Le discours a suscité une indifférence polie, à
l'exception de la seule consigne qu'elle ait lancée à la foule et qui a fait
mouche: «Vous n'avez pas le droit de quitter Maïdan avant que tout soit fini.»
Pour le reste, «elle a versé dans un pathos dont les gens, qui attendent des
choses concrètes, sont fatigués. Elle a cherché à les flatter, mais ce n'est
pas ce qu'ils attendent», estime Viktor, un professeur de philosophie
quinquagénaire. «Ioulia est allée en prison pour ses pêchés, et c'est normal»,
ajoute Bogdan, un jeune manifestant qui contrôle les accès à la place.

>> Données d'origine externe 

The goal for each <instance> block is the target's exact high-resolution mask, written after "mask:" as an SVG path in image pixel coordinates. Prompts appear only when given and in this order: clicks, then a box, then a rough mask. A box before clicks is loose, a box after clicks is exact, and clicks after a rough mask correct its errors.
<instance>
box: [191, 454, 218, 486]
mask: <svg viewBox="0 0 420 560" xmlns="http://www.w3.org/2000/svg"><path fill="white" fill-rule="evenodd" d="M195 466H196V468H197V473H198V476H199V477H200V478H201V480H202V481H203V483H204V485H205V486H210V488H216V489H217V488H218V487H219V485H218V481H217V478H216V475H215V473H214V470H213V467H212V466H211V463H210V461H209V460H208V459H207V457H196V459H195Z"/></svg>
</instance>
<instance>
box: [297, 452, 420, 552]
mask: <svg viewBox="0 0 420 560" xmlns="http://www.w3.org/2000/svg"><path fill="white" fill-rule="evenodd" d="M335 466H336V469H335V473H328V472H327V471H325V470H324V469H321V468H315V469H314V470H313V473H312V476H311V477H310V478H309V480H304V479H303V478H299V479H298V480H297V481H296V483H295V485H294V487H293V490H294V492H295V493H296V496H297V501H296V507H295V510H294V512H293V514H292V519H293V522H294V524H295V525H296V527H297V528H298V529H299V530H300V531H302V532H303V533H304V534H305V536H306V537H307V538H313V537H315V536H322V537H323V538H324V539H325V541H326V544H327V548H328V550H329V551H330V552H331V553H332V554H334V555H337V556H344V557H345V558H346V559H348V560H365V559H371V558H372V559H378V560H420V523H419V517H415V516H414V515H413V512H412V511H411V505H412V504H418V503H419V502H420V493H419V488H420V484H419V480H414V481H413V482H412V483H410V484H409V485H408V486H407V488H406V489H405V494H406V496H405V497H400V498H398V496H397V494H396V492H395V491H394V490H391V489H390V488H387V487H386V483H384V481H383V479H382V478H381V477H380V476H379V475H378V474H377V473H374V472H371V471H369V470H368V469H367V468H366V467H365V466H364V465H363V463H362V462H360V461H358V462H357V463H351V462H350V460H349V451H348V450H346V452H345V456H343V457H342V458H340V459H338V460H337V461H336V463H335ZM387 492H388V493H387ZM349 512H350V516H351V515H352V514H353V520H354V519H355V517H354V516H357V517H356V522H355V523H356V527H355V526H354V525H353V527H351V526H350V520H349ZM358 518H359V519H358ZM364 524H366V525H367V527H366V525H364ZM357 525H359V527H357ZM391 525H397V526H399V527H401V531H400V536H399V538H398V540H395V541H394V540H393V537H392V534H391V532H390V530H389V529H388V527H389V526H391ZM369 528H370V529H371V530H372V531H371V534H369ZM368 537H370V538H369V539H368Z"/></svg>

Corruption et sens des affaires
Depuis le début du mouvement, en novembre
dernier, plusieurs manifestants exigent le retrait de son portrait géant qui
trône sur le sapin artificiel érigé sur le Maïdan. D'autres - c'est également
le cas au sein des chancelleries européennes - lui reprochent d'avoir exacerbé
la crise en exigeant, sans relâche, du fond de sa cellule, la mise à mort
politique d'Ianoukovitch.
Ils se plaignent, enfin, d'avoir assisté à une
aggravation de la corruption durant son mandat de six ans à la tête du
gouvernement, ce qui lui a valu, en partie, sa défaite aux élections de 2010,
face à son ennemi aujourd'hui déchu. Ironie du sort, celle qui aspire à
incarner le désir d'intégration européenne de ses concitoyens a été condamnée à
sept ans de prison pour avoir, en 2009, signé, avec la Russie, un accord gazier
«outrepassant ses pouvoirs», selon l'acte d'accusation officiel. Moscou, et en
particulier Vladimir
Poutine, s'était toujours accommodé de cette dame, rebelle certes,
mais qui a toujours gardé le sens des affaires. Une fois réintégrée dans le jeu
politique ukrainien, Ioulia Timochenko pourrait reprendre le contrôle de sa
formation politique, Batkivtchina, qu'assure aujourd'hui Arseni Iatseniouk, et
ceci en prévision des élections présidentielles anticipées. Son charisme oratoire
suffira à la distinguer du pâlot Vitali Klitschko, ex-boxeur et leader de la
formation Oudar. Mais ce ne sera pas suffisant pour effacer son image, qu'elle
conserve, y compris chez ses anciens supporteurs, de «femme du passé».